Nestlé Australia has ordered tests on its recently re-formulated Nestlé NAN H.A. 1 Gold infant formula after it received a number of complaints from parents that the 'new, improved' product was making their children ill.
Last year, Nestlé introduced new technology to produce the new Nestlé NAN H.A. 1 Gold and switched calcium chloride for potassium chloride, which according to the firm produces “a better taste and a smoother texture to the powder.”
“Its nutritional profile was also improved, in line with the most recent recommendations from paediatricians,” Nestlé added.
Consumers have lodged complaints with the company, and many more have posted scathing reviews of the re-formulated product online – citing rashes, dark green stools, dehydration and vomiting among the symptoms experienced by their children.
“No food safety issue”
Nestlé Australia has commissioned tests to be conducted on the product in question, but to date no food safety issue has been identified.

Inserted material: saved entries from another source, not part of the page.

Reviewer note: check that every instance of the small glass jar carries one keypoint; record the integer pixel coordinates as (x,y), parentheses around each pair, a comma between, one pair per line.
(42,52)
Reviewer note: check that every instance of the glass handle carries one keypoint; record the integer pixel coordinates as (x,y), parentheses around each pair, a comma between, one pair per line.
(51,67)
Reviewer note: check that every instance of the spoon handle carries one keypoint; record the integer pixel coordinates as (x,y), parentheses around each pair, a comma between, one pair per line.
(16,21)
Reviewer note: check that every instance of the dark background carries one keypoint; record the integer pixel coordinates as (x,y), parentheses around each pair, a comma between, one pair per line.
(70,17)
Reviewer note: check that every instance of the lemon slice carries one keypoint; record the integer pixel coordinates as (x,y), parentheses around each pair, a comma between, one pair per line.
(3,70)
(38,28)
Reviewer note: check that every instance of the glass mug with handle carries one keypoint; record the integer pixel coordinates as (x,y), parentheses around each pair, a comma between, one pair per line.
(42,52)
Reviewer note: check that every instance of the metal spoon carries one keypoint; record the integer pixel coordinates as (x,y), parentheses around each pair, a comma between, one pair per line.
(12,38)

“In Australia some consumers have complained that their babies fed on Nestlé NAN H.A. 1 Gold infant formula have become unwell,” said a statement published by Nestlé Australia.
“We have strict quality control procedures in place throughout the manufacturing process to ensure our products meet the highest standards of quality and safety. We always take consumer complaints very seriously. We have run further tests on Nestlé NAN H.A. 1 Gold in Australia, using an independent laboratory. The results we have to date confirm there is no food safety issue.”
“The safety and quality of our products is non-negotiable priority for the company,” the statement added.
DairyReporter.com approached Nestlé Australia for further comment, but no response was received prior to publication.
This is the second time in as many months that Nestlé NAN Hypo Allergenic infant formula has hit the headlines.
In June 2012, Nestlé South Africa shrugged off threats of a purchase boycott of its Nestlé NAN Hypo Allergenic (HA) infant formula by the country’s Hindu community, after a religious leader raised concerns that pork enzymes had been used during processing.
Hindus, as well as Jews and Muslims, do not consume pork, pork derivatives or traces of any pork constituent.
In a letter to Nestlé South Africa, president of the South African Hindu Dharma Sabha, Ram Maharaj said that the community would not allow Nestlé to “trample upon Hindu sensitivities without impunity.”